“I was drafted into the Third Aviation Battalion in Valašské Meziříčí. The very next day we went to Plavecké Podhradie, north of Bratislava, which was our boot camp. I spent two months there. Everything went on normally, the Communists didn’t filter us. The political officer always called me in to have a chat. He never said anything to the effect that he was finding something out about me. I didn’t notice it. He behaved in a friendly manner, we were on first-name terms. One time he came up and told me he hadn’t thought I was such a bitch. I asked him why, and he said he’d let me read the assessment sent by the Communists from my village. It stood there that I was raised in a clerical way, that I was a kulak and an undesirable. As soon as he gave it to me to read, the very next day he sent me with my gun and my things to Valašské Meziříčí, where I cleaned windows in the kitchen for three days. Then he sent me to the mine, and I was on my own again.”
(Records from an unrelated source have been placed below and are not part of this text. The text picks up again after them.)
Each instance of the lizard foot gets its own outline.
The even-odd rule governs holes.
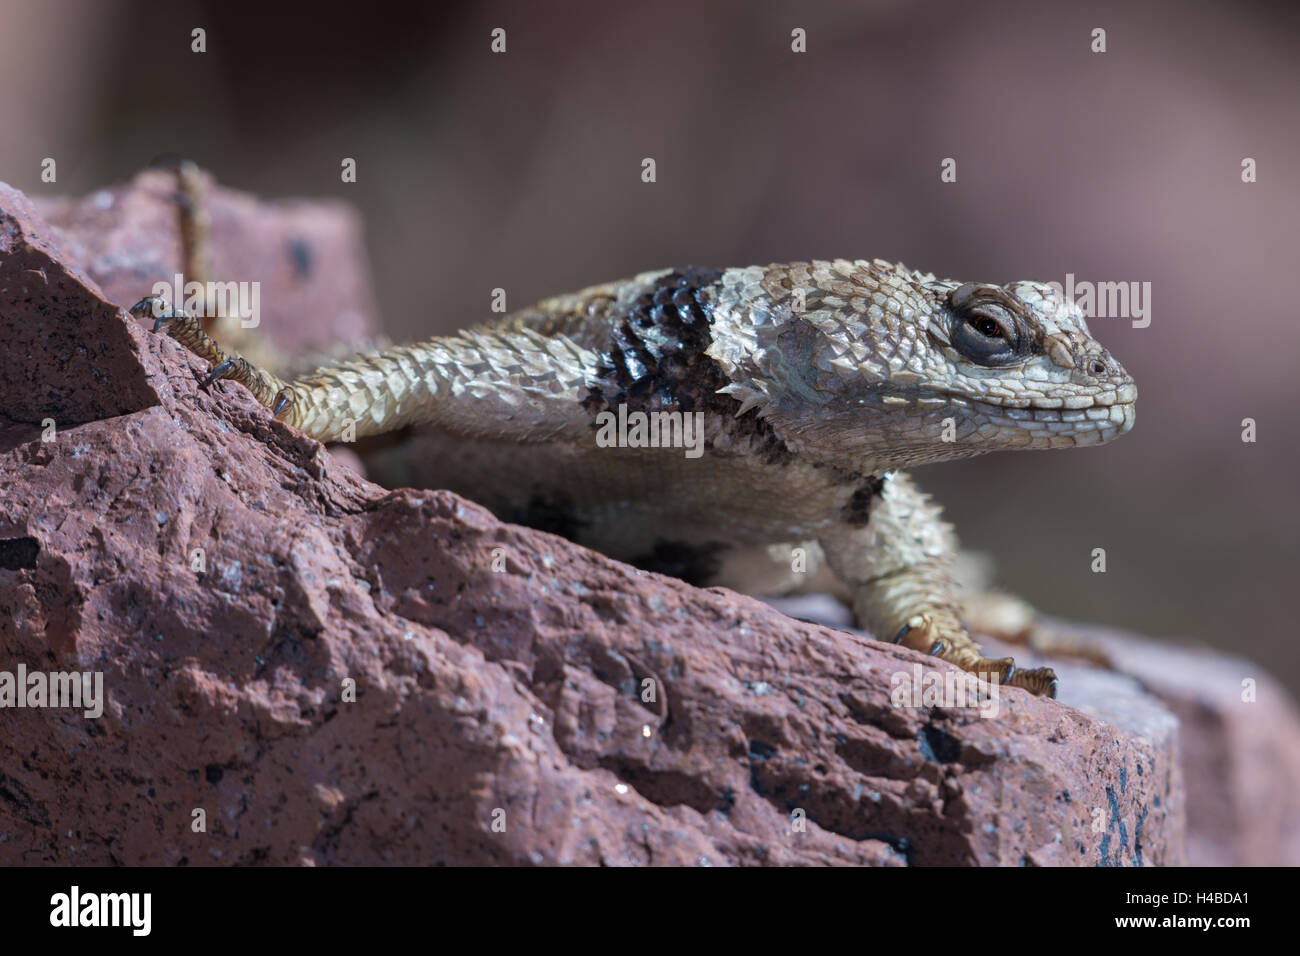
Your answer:
[[[1031,694],[1056,696],[1056,673],[1050,667],[1018,670],[1011,657],[988,658],[966,633],[956,626],[941,626],[929,614],[911,617],[894,637],[895,644],[925,651],[931,657],[956,664],[962,670],[978,674],[985,680],[1010,687],[1022,687]]]
[[[1038,613],[1028,602],[1014,595],[1001,591],[979,591],[967,595],[962,600],[961,617],[976,634],[986,634],[1007,643],[1024,644],[1044,657],[1076,657],[1113,669],[1105,648],[1086,638],[1058,633],[1050,624],[1039,619]],[[1043,676],[1031,676],[1040,674]],[[1036,694],[1056,696],[1052,687],[1056,674],[1050,667],[1021,671],[1017,676],[1025,683],[1012,681],[1014,686],[1029,688]],[[1044,689],[1037,689],[1039,687]]]
[[[206,388],[213,382],[228,378],[243,385],[262,405],[280,418],[293,404],[292,390],[270,372],[259,369],[242,355],[226,352],[216,339],[203,330],[202,323],[180,309],[169,309],[157,296],[145,296],[128,310],[136,318],[152,317],[153,330],[166,330],[199,358],[211,363],[212,369],[203,381]]]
“The second day one boy from our room went to the village. He’d had a baby born, so he was going to buy him his first slippers. By some accident he got caught up in the extraction machine, and it mashed him to bits. One dead in our room on just the second day.”
“The Germans blew up the railway bridge over the Morava the day before our liberation. When the front passed by, the Russian soldiers started building a new bridge. I was seventeen years old, and I drove horses. We hauled rocks out of the Morava, poured concrete, and all able men had to go work there. I remember that one Russian soldier fell down there and died. Then there was a bloated German soldier who came floating down the Morava face down. We dragged him out and buried him.”
“We had a super-Communist living in the life tenancy [a specific Czech legal and cultural institution, in which a small independent flat is kept in an outlying part of the farmhouse for the elderly parents to retire to when they pass the farm on to their children or another farmer - trans.], he was a butcher. We shared a door. I tried to work out how I’d secretly kill the pig. I made a kind of pair of electric pliers from the slats of a bundling machine, and in the night we sealed up the door to the pigsty, and I killed it with the pliers. Dad was afraid and didn’t come out at all, so I killed it and gutted it myself. The Communist Pur, whose dead now, lived with his wife in the life tenancy. When I came back from military service, and because I’d worked in construction, I wanted to fix up a place for myself. We didn’t have anywhere to live, and the life tenancy was mine. So I applied at the village [committee], saying that I’d married and that I want to repair it and live there. The chairman Antonín Machálek told me that Communists took precedence. So I wasn’t allowed to live in my own place. Then I went to the butcher, and he told me to wall up one of the doors, that I could live in one of the rooms. There were three rooms in all.”
Jaroslav Kunstfeld was born on 1 April 1928 in Moravičany, where the family owned a farm with thirteen hectares of fields. During the collectivisation period the local Communist functionaries pushed his parents to join the village’s united agricultural cooperative (UAC). His parents resisted the pressure, and when Jaroslav Kunstfeld started his compulsory military service in October 1950, the village committee sent a personal assessment that caused him to be assigned to the Auxiliary Engineering Corps (AEC). The Communist regime would send “politically unreliable” people to serve in the corps as a cheap labour force. The witness spent the next three years extracting black coal from Gottwald Mine in Horní Suchá. After his release he tended to a private farm for two years. In 1956 another UAC was founded in Moravičany, and the family had no choice but to join it. Jaroslav Kunstfeld was employed as a bricklayer at the co-op, later as a farm equipment mechanic. In the first free elections after the fall of Communism, the witness received the most votes in the village and served as mayor for four years. As of 2017, he lives with his wife Jiřina in his native house in Moravičany.